The generalizability and few-shot capabilities of large language models (LLM) like GPT-3 have opened up new possibilities for countless innovative apps. LLMs demonstrate an impressive context and language understanding which enables them to solve problems that were previously intractable with deep learning. This level of proficiency is based on the structure and knowledge extracted from a huge array of diverse and complex texts. Up to this point, the application of large-scale language (pre-)training to the construction of multimodal models has been mostly limited to specialized tasks, like visual QA or captioning, or it required expensive data annotation. These attempts thus failed to make convincing use of the potential and flexibility of large language models with their hundreds of billions of parameters. This is where we succeeded in building a fully self-supervised trained multimodal model by combining an existing (self-build) multi-language LLM with a pre-trained image encoder. We will discuss our approach of augmenting generative language models with additional modalities using adapter-based finetuning. The language model weights remain unchanged during training, allowing for the transfer of encyclopedic knowledge and in-context learning abilities from language pretraining. This approach makes multimodal enhancement efficient even for very large language models and adds world knowledge and context understanding previously only seen for language models. We further discuss current work using the multimodal embedding for search, explainability and classification.
Aleph Alpha is an artificial intelligence research & development company from Heidelberg, Germany. Aleph Alpha aims to revolutionize the accessibility and usability of AI towards an era of Transformative Artificial Intelligence in Europe.
Please help us plan ahead by registrating for the event at our
meetup event-site
.
After the event, there will be a social get-together with food and drinks courtesy of the Division of Medical Image Computing and Interactive Machine Learning Group at the DKFZ.

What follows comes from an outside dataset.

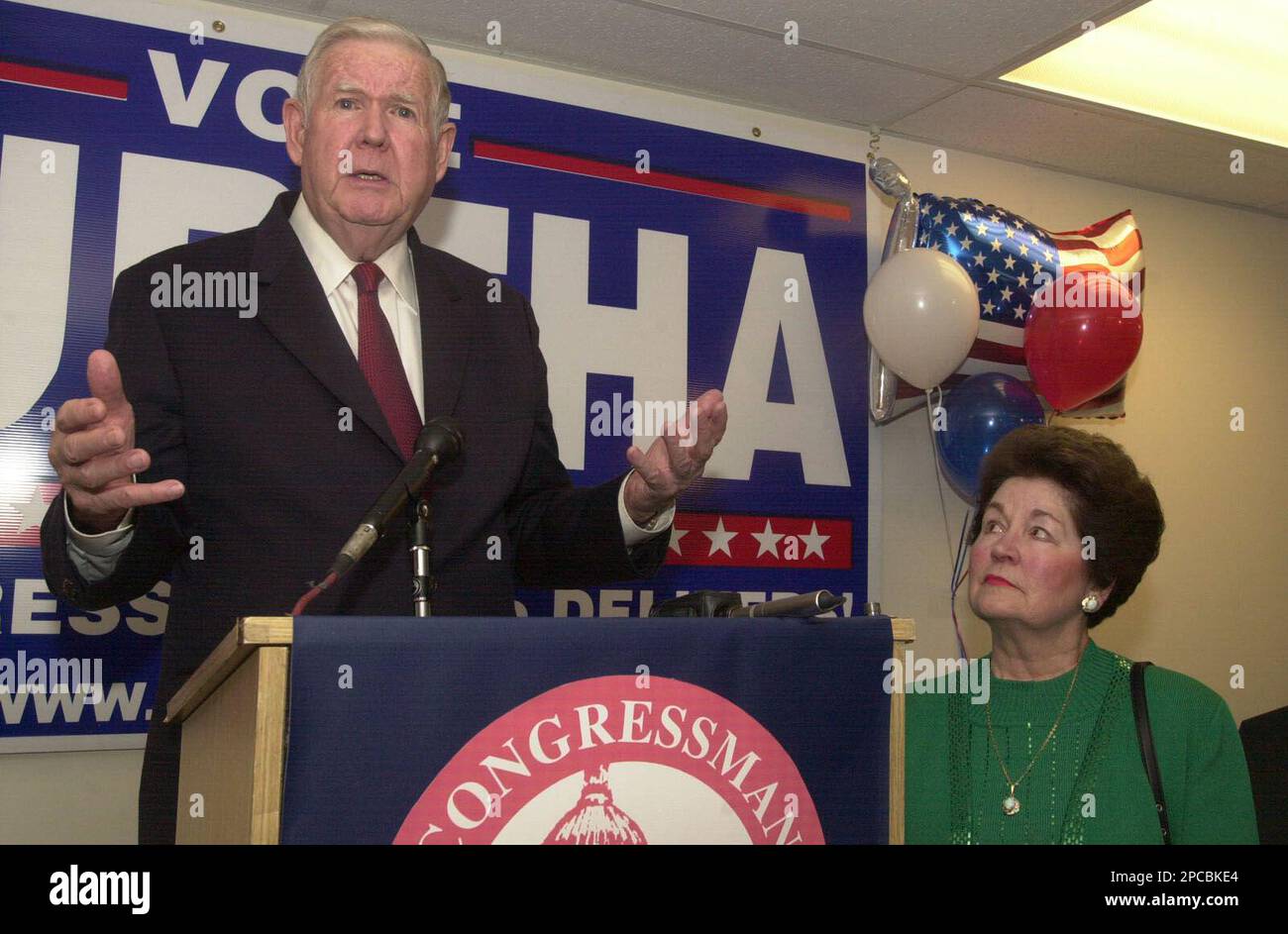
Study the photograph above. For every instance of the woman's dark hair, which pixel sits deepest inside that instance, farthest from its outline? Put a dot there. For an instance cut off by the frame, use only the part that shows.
(1111, 500)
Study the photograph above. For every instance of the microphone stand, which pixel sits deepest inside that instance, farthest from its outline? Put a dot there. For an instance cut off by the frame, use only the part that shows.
(423, 581)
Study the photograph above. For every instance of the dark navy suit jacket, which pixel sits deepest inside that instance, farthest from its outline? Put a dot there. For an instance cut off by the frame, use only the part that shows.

What? | Human compatible world models across sizes, languages and modalities |
---|---|
Who? | Jonas Andrulis, Constantin Eichenberg, Robert Baldock; Aleph Alpha |
When? | September 27th 2022 @ 6pm |
Where? | DKFZ Communication Center (K1+K2), Im Neuenheimer Feld 280 |
Registration | meetup event-site |
We are happy to see that so many of you are interested in this event!
To allow as many people as possible to attend it, the following rules apply:
Attendance requires proof of 3G corona status and wearing a FFP2 mask is mandatory throughout the whole event.